Selon des sources proches du dossier consultées par notre rédaction, la restitution de la dépouille à la famille est programmée pour ce jeudi 8 janvier. Si cette étape administrative confirme l’imminence de l’inhumation, aucune date officielle ni aucun détail concernant le déroulement des obsèques n’ont pour l’heure été communiqués par l’entourage du défunt.
Fin de parcours pour une figure du procès du 28-Septembre
La disparition de Claude Pivi marque l’épilogue judiciaire pour l’un des accusés les plus emblématiques du procès du massacre du 28 septembre 2009. La justice guinéenne avait eu la main lourde contre l’officier : le 31 juillet 2024, le tribunal criminel l’avait condamné par contumace à la réclusion criminelle à perpétuité, assortie d’une période de sûreté de vingt-cinq ans.
À l’époque du verdict, « Coplan » était introuvable.

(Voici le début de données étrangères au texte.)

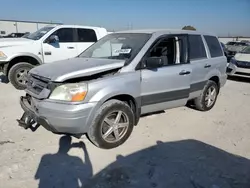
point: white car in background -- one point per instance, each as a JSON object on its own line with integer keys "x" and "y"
{"x": 240, "y": 63}
{"x": 49, "y": 44}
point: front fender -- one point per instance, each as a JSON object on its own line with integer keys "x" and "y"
{"x": 39, "y": 60}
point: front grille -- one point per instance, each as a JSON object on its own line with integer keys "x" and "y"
{"x": 36, "y": 84}
{"x": 243, "y": 64}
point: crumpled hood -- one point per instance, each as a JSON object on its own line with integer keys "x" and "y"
{"x": 77, "y": 67}
{"x": 6, "y": 42}
{"x": 242, "y": 57}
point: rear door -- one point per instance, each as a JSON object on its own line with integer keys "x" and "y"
{"x": 166, "y": 86}
{"x": 200, "y": 64}
{"x": 64, "y": 49}
{"x": 85, "y": 38}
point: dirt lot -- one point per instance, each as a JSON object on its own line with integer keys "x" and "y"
{"x": 179, "y": 148}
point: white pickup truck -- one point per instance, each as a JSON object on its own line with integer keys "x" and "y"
{"x": 49, "y": 44}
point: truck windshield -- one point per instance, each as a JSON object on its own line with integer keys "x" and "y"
{"x": 246, "y": 50}
{"x": 39, "y": 33}
{"x": 124, "y": 46}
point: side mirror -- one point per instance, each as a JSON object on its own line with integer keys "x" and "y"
{"x": 53, "y": 39}
{"x": 154, "y": 62}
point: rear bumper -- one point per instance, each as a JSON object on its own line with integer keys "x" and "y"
{"x": 56, "y": 117}
{"x": 232, "y": 69}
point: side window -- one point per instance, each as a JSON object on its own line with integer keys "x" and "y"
{"x": 214, "y": 46}
{"x": 197, "y": 48}
{"x": 166, "y": 49}
{"x": 65, "y": 34}
{"x": 86, "y": 35}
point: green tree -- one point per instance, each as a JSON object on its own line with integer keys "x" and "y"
{"x": 189, "y": 27}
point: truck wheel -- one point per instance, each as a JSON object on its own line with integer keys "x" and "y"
{"x": 112, "y": 125}
{"x": 18, "y": 75}
{"x": 208, "y": 97}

Sa cavale spectaculaire avait finalement pris fin quelques mois plus tard au Liberia. Extradé vers la Guinée pour y purger sa peine, il avait été incarcéré à la maison d’arrêt de Coyah.
C’est là que sa santé a décliné. Selon les conclusions communiquées par le Parquet général près la Cour d’Appel de Conakry, l’ancien haut gradé a succombé à des complications médicales liées à un diabète sévère, mettant un terme définitif à son incarcération.